The sentencing renewed calls from rights activists on Thursday for the death penalty to be abolished.
The conviction and death-by-hanging sentence handed down on Wednesday was the culmination of a treason trial that started in 2021. It was the first treason conviction in several decades in Ghana, one of Africa’s most stable democracies, and comes amid a surge of coups on the continent.
Their conviction “sends a strong signal to the nation that to destabilize or organize to overthrow the constitution will not be countenanced and will be taken quite seriously,” said Attorney General Godfred Yeboah Dame, who prosecuted them.
The court acquitted three others charged in the case, two of whom are military officers.
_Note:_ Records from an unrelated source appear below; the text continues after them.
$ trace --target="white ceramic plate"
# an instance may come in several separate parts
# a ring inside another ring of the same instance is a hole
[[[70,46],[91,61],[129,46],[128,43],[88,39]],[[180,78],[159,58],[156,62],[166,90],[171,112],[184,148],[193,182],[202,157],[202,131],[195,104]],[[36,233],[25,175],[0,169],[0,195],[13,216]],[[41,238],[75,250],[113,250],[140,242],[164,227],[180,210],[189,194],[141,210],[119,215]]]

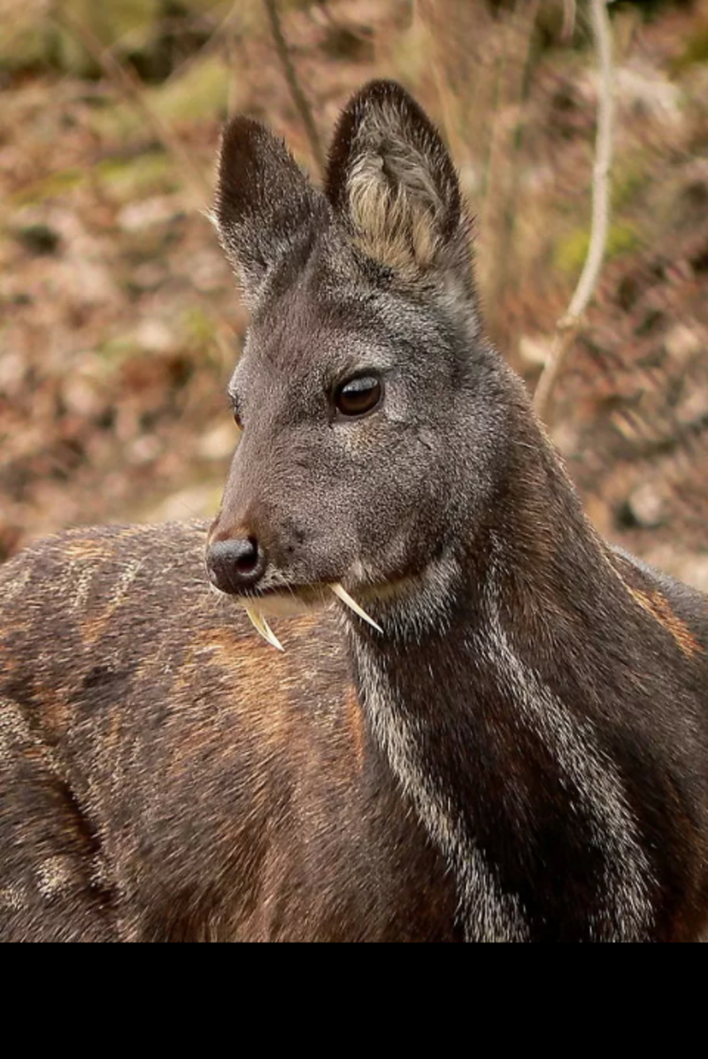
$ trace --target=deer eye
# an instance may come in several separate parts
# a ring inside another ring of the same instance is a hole
[[[358,379],[343,382],[335,393],[334,402],[340,415],[356,418],[378,408],[383,395],[380,379],[373,375],[361,375]]]

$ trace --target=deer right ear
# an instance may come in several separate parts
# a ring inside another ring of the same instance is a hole
[[[294,246],[321,203],[284,143],[265,126],[235,118],[222,137],[213,215],[247,301]]]
[[[471,283],[455,166],[400,85],[374,82],[350,102],[335,132],[326,195],[359,249],[402,277],[457,273]]]

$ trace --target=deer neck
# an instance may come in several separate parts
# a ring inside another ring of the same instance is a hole
[[[417,598],[374,612],[384,635],[352,622],[362,708],[455,875],[470,939],[530,939],[534,865],[547,882],[553,856],[561,873],[565,858],[585,857],[587,873],[604,874],[598,921],[606,913],[640,936],[647,863],[598,741],[592,688],[569,702],[552,678],[599,634],[618,576],[545,442],[533,467],[511,468],[498,500]],[[549,851],[538,821],[559,819],[559,798],[577,832],[566,827]],[[621,880],[613,864],[625,865]]]

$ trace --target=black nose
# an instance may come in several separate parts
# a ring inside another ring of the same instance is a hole
[[[207,553],[207,570],[212,585],[230,595],[254,588],[265,568],[265,554],[253,537],[216,541]]]

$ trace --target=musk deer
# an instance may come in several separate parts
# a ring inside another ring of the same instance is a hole
[[[2,937],[700,938],[707,600],[587,522],[426,115],[364,89],[323,191],[236,119],[214,216],[251,311],[215,523],[0,570]]]

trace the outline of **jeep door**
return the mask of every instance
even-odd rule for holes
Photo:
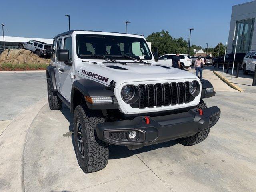
[[[33,44],[33,46],[31,47],[31,50],[34,52],[37,48],[37,46],[38,44],[38,43],[36,42],[34,42]]]
[[[64,38],[63,49],[68,50],[68,62],[60,62],[60,67],[62,72],[60,74],[60,82],[61,94],[69,101],[70,101],[71,86],[73,81],[73,51],[72,39],[71,36],[66,36]]]
[[[256,60],[252,58],[252,57],[255,55],[255,53],[256,53],[256,52],[252,52],[247,60],[247,62],[246,63],[246,69],[247,70],[254,71],[255,61],[256,61]]]
[[[59,38],[57,40],[54,42],[54,43],[56,43],[56,53],[55,53],[55,50],[54,51],[54,55],[53,56],[55,56],[55,67],[54,68],[54,72],[55,73],[55,79],[56,80],[56,84],[57,84],[57,88],[59,92],[61,93],[61,89],[60,87],[60,73],[61,73],[61,68],[60,67],[61,62],[58,60],[58,57],[57,56],[58,51],[58,50],[61,49],[62,46],[62,38]]]

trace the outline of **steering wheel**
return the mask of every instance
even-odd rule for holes
[[[133,53],[126,53],[124,55],[128,55],[130,56],[136,56],[136,55]]]

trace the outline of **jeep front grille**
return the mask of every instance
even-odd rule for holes
[[[140,96],[136,102],[130,104],[134,108],[143,109],[188,103],[192,99],[190,98],[188,81],[140,84],[138,87]]]

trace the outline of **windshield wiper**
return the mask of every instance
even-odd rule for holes
[[[112,62],[116,63],[118,62],[116,60],[114,60],[114,59],[110,59],[109,58],[108,58],[106,57],[105,57],[102,55],[80,55],[81,56],[89,56],[90,57],[100,57],[101,58],[103,58],[105,60],[108,60],[109,61],[111,61]]]

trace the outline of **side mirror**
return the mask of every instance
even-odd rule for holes
[[[155,58],[155,61],[158,61],[158,54],[157,52],[153,52],[153,56]]]
[[[67,49],[59,49],[57,50],[57,58],[59,61],[68,62],[69,54]]]

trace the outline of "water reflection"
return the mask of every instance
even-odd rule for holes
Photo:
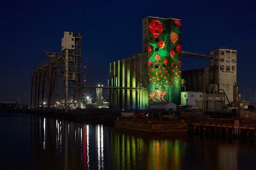
[[[235,170],[256,166],[254,141],[186,133],[144,136],[71,120],[9,116],[0,117],[0,132],[6,136],[0,140],[2,169]]]

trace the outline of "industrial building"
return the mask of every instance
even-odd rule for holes
[[[181,24],[172,18],[143,19],[142,53],[110,64],[109,86],[123,88],[110,90],[110,106],[136,109],[156,103],[180,104]]]
[[[221,47],[209,54],[209,67],[182,72],[185,90],[202,92],[204,81],[208,111],[219,111],[227,104],[238,108],[237,50]]]
[[[47,52],[47,60],[35,64],[31,75],[33,111],[68,112],[80,107],[81,40],[80,33],[65,31],[61,52]]]

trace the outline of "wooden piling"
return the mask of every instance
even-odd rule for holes
[[[247,137],[249,137],[249,125],[247,125]]]

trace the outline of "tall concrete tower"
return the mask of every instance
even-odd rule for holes
[[[210,84],[217,84],[218,91],[224,90],[230,101],[234,101],[233,86],[237,82],[237,50],[222,47],[209,53],[213,57],[209,61]],[[219,92],[222,92],[221,90]],[[228,103],[226,98],[225,103]]]
[[[148,75],[148,103],[180,104],[181,20],[148,17],[142,20],[142,58]],[[145,60],[144,61],[144,60]]]

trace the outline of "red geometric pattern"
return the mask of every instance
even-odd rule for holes
[[[153,19],[149,24],[150,31],[156,38],[163,31],[163,25],[159,21]]]
[[[175,23],[176,24],[176,25],[178,26],[178,27],[179,28],[180,26],[181,25],[181,20],[175,19],[173,19],[173,20],[174,22],[175,22]]]

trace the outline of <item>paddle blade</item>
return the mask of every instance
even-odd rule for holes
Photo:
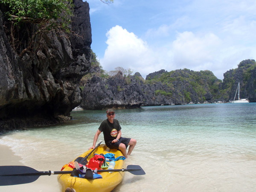
[[[135,175],[142,175],[146,174],[140,166],[138,165],[129,165],[127,166],[126,170]]]
[[[23,175],[38,172],[26,166],[0,166],[0,186],[18,185],[35,181],[40,175]]]

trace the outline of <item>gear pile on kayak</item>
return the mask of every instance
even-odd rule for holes
[[[124,169],[125,157],[121,151],[115,149],[109,149],[104,144],[96,147],[93,150],[95,150],[94,153],[91,153],[88,155],[92,151],[89,150],[63,166],[62,171],[72,171],[72,173],[71,175],[64,174],[58,176],[58,180],[61,191],[65,191],[67,188],[70,188],[74,189],[76,192],[110,192],[121,183],[124,172],[122,171],[110,172],[112,170],[107,169],[108,164],[106,160],[106,159],[109,161],[114,159],[116,162],[114,169]],[[105,155],[111,159],[106,158]],[[87,156],[87,159],[90,160],[88,162],[84,159]],[[102,165],[105,166],[102,166]],[[104,169],[106,172],[98,172],[99,170]]]

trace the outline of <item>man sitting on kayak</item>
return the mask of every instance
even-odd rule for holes
[[[127,155],[131,154],[136,145],[137,141],[134,139],[121,137],[122,135],[121,126],[118,121],[114,119],[115,116],[115,111],[113,109],[107,110],[108,119],[102,122],[94,136],[93,145],[89,148],[89,149],[95,148],[99,136],[102,132],[103,132],[104,140],[107,146],[110,148],[119,149],[124,156],[127,158]],[[126,149],[128,145],[130,146],[128,152],[126,153]]]

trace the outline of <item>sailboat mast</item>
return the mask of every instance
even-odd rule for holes
[[[238,100],[240,100],[240,96],[239,94],[240,91],[240,82],[238,82]]]

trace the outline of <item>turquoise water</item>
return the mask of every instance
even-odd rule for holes
[[[126,164],[141,166],[146,175],[126,173],[114,192],[256,191],[256,103],[116,112],[122,136],[137,141]],[[1,136],[0,144],[10,147],[27,166],[58,170],[92,145],[106,118],[103,111],[72,116],[72,120],[58,126]],[[97,143],[103,140],[102,134]]]

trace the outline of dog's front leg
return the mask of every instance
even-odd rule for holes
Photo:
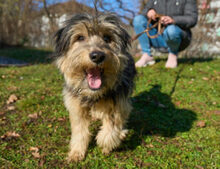
[[[68,161],[83,160],[90,140],[88,110],[80,106],[80,101],[65,97],[65,105],[70,113],[71,140]]]
[[[103,115],[101,130],[96,139],[104,154],[109,154],[117,148],[126,137],[128,130],[124,129],[131,106],[129,102],[121,102],[113,112]]]

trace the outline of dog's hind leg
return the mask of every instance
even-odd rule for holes
[[[128,130],[124,129],[131,105],[127,99],[120,99],[109,113],[102,118],[102,126],[96,139],[104,154],[117,148],[125,138]]]
[[[65,105],[69,110],[71,123],[70,152],[67,160],[83,160],[90,140],[88,110],[80,106],[80,101],[65,95]]]

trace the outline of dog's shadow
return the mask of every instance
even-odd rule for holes
[[[147,136],[174,137],[178,132],[189,131],[197,119],[193,111],[176,108],[170,96],[161,92],[160,85],[133,97],[132,103],[128,122],[130,134],[119,148],[121,151],[135,149]]]

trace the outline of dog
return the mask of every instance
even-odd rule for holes
[[[64,104],[69,111],[68,161],[83,160],[92,119],[102,121],[96,136],[104,154],[117,148],[128,130],[129,96],[136,74],[129,54],[130,36],[114,14],[77,14],[55,34],[56,65],[65,79]]]

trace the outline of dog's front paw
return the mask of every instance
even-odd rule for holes
[[[80,151],[71,151],[68,154],[67,161],[68,162],[71,162],[71,161],[78,162],[78,161],[83,160],[84,158],[85,158],[85,153],[80,152]]]

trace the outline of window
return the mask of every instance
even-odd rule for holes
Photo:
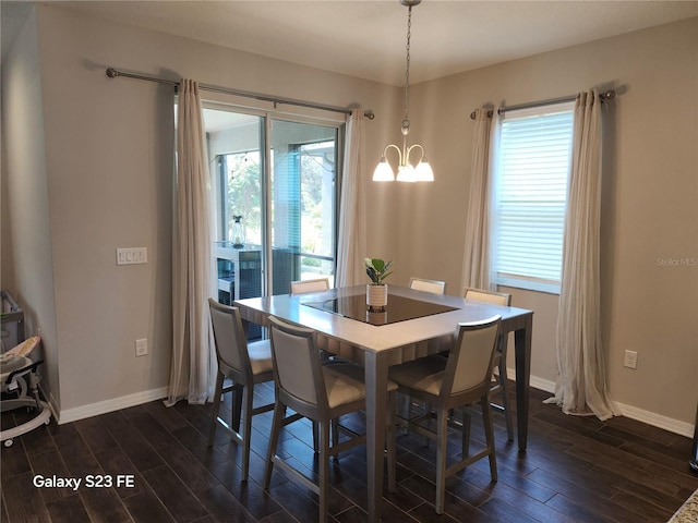
[[[507,111],[494,183],[494,280],[559,292],[574,101]]]
[[[221,303],[285,294],[293,280],[333,283],[344,122],[288,118],[204,108]]]

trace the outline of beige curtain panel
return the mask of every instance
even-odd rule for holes
[[[205,403],[213,390],[208,166],[198,85],[180,83],[172,245],[172,360],[166,404]]]
[[[345,163],[339,204],[339,238],[337,239],[337,273],[335,287],[356,285],[365,281],[365,222],[361,188],[361,150],[363,142],[363,109],[353,109],[347,124]]]
[[[566,414],[615,414],[607,392],[600,320],[601,99],[594,89],[575,105],[571,172],[557,317],[555,397]]]
[[[496,114],[496,111],[495,111]],[[490,144],[492,118],[476,109],[461,289],[490,289]],[[494,118],[494,117],[493,117]]]

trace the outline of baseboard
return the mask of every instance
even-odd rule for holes
[[[115,398],[112,400],[76,406],[75,409],[68,409],[61,411],[60,417],[57,417],[58,424],[63,425],[64,423],[76,422],[86,417],[98,416],[120,409],[128,409],[149,401],[160,400],[167,398],[167,387],[163,387],[160,389],[145,390],[135,394],[122,396],[121,398]]]
[[[670,433],[678,434],[679,436],[686,436],[687,438],[694,437],[694,425],[690,423],[679,422],[671,417],[662,416],[653,412],[643,411],[637,406],[626,405],[624,403],[616,402],[615,406],[622,416],[636,419],[638,422],[647,423],[653,427],[669,430]]]
[[[516,373],[513,368],[507,367],[507,375],[515,379]],[[550,392],[551,394],[555,392],[555,381],[550,381],[547,379],[538,378],[535,376],[531,376],[530,386],[544,390],[545,392]],[[625,403],[618,403],[617,401],[614,403],[616,411],[625,417],[629,417],[630,419],[635,419],[637,422],[647,423],[657,428],[661,428],[663,430],[669,430],[670,433],[678,434],[679,436],[685,436],[687,438],[694,437],[695,427],[690,423],[679,422],[678,419],[673,419],[671,417],[662,416],[660,414],[643,411],[642,409],[638,409],[637,406],[626,405]]]

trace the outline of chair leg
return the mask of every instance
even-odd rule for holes
[[[386,413],[386,426],[387,426],[387,464],[388,464],[388,491],[395,492],[397,490],[395,479],[395,431],[396,431],[396,412],[397,412],[397,392],[390,392],[388,394],[388,410]]]
[[[214,389],[214,408],[210,417],[210,428],[208,429],[208,447],[213,447],[214,437],[216,436],[216,427],[218,426],[218,412],[220,412],[220,396],[222,393],[222,382],[225,376],[218,373],[216,377],[216,388]]]
[[[444,513],[446,498],[446,448],[448,431],[448,412],[438,409],[436,413],[436,502],[437,514]]]
[[[250,474],[250,443],[252,441],[252,403],[254,401],[254,386],[243,390],[244,394],[244,428],[242,429],[242,481],[246,482]]]
[[[490,408],[489,394],[482,397],[480,400],[482,405],[482,422],[484,424],[484,437],[488,445],[489,458],[490,458],[490,475],[492,481],[497,481],[497,454],[494,448],[494,425],[492,424],[492,409]]]
[[[232,429],[240,434],[240,416],[242,415],[242,396],[244,387],[238,384],[232,386]]]
[[[468,406],[462,409],[462,441],[461,441],[461,455],[465,460],[470,454],[470,413]]]
[[[286,405],[276,402],[274,405],[274,418],[272,422],[272,434],[269,435],[269,449],[266,453],[266,464],[264,466],[264,489],[269,489],[272,483],[272,469],[274,467],[274,455],[276,454],[276,447],[279,442],[279,434],[281,434],[281,425],[286,417]]]
[[[320,426],[315,419],[312,419],[311,423],[313,424],[313,450],[317,454],[320,453]]]
[[[320,483],[317,485],[320,496],[320,523],[327,522],[329,494],[329,419],[320,422]]]
[[[504,419],[506,422],[506,435],[509,441],[514,441],[514,416],[512,415],[512,409],[509,409],[512,402],[509,401],[509,386],[506,376],[506,354],[502,354],[500,360],[500,385],[502,386],[502,406],[504,408]]]

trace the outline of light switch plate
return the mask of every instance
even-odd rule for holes
[[[148,263],[148,247],[117,248],[117,265],[136,265]]]

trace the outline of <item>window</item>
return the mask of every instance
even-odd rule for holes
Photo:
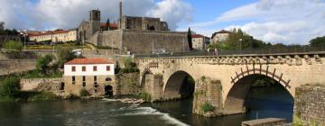
[[[107,66],[107,71],[110,71],[110,66]]]
[[[75,66],[72,67],[72,72],[76,72],[76,67]]]
[[[76,84],[76,76],[72,76],[72,85]]]
[[[93,70],[94,70],[94,71],[97,71],[97,66],[94,66],[94,67],[93,67]]]

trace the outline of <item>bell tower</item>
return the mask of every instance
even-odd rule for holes
[[[98,9],[89,12],[89,25],[91,35],[100,31],[100,11]]]

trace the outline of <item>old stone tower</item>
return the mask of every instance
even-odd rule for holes
[[[89,13],[89,22],[90,22],[90,33],[94,34],[95,32],[100,31],[100,11],[99,10],[91,10]]]

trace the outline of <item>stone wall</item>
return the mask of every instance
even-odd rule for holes
[[[113,47],[120,50],[121,53],[152,54],[153,46],[154,50],[165,49],[168,52],[189,50],[187,33],[179,32],[106,31],[97,32],[88,42],[96,46]]]
[[[296,88],[293,122],[325,125],[325,86],[303,86]],[[298,117],[298,118],[297,118]]]
[[[141,91],[139,73],[116,75],[116,83],[113,86],[114,95],[138,94]]]
[[[222,86],[218,80],[211,80],[202,76],[195,84],[193,112],[204,116],[221,115],[222,106]],[[203,112],[202,106],[210,104],[214,109],[211,112]]]
[[[52,92],[60,96],[64,95],[61,78],[21,79],[20,84],[22,91]]]
[[[35,69],[35,59],[0,60],[0,76]]]
[[[123,32],[123,47],[135,54],[152,54],[153,50],[168,52],[189,50],[186,32],[126,31]]]

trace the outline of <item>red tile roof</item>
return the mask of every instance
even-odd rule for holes
[[[192,35],[192,38],[202,38],[203,35],[200,35],[200,34],[193,34]]]
[[[56,31],[49,31],[49,32],[34,32],[34,33],[29,33],[30,37],[33,37],[33,36],[42,36],[42,35],[50,35],[50,34],[59,34],[59,33],[66,33],[69,32],[70,31],[63,31],[63,30],[56,30]]]
[[[106,26],[107,26],[107,23],[106,22],[100,23],[100,27],[106,27]],[[109,27],[117,28],[117,23],[109,23]]]
[[[115,64],[115,60],[109,60],[101,58],[74,58],[65,65],[79,65],[79,64]]]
The six were arrested while testing weapons which the state prosecutor alleged they intended to use to overthrow the government. They had pleaded guilty in the case and the conviction will be appealed, their lawyers said.
It was not clear whether the six convicted would be executed as Ghana has not carried out any execution since the early 1990s.
Ghanaian lawmakers amended the country’s Criminal Offences Law last year to generally replace the death penalty with life imprisonment, though the death sentence remains a punishment for acts of high treason as provided in the country's constitution.
Amnesty International’s Ghana country director, Genevieve Partington, said in an interview with The Associated Press that the death penalty should be abolished.
“Amnesty International is completely against the death sentence. In Ghana we have been fighting to end the death penalty over the past 30 years," Partington said.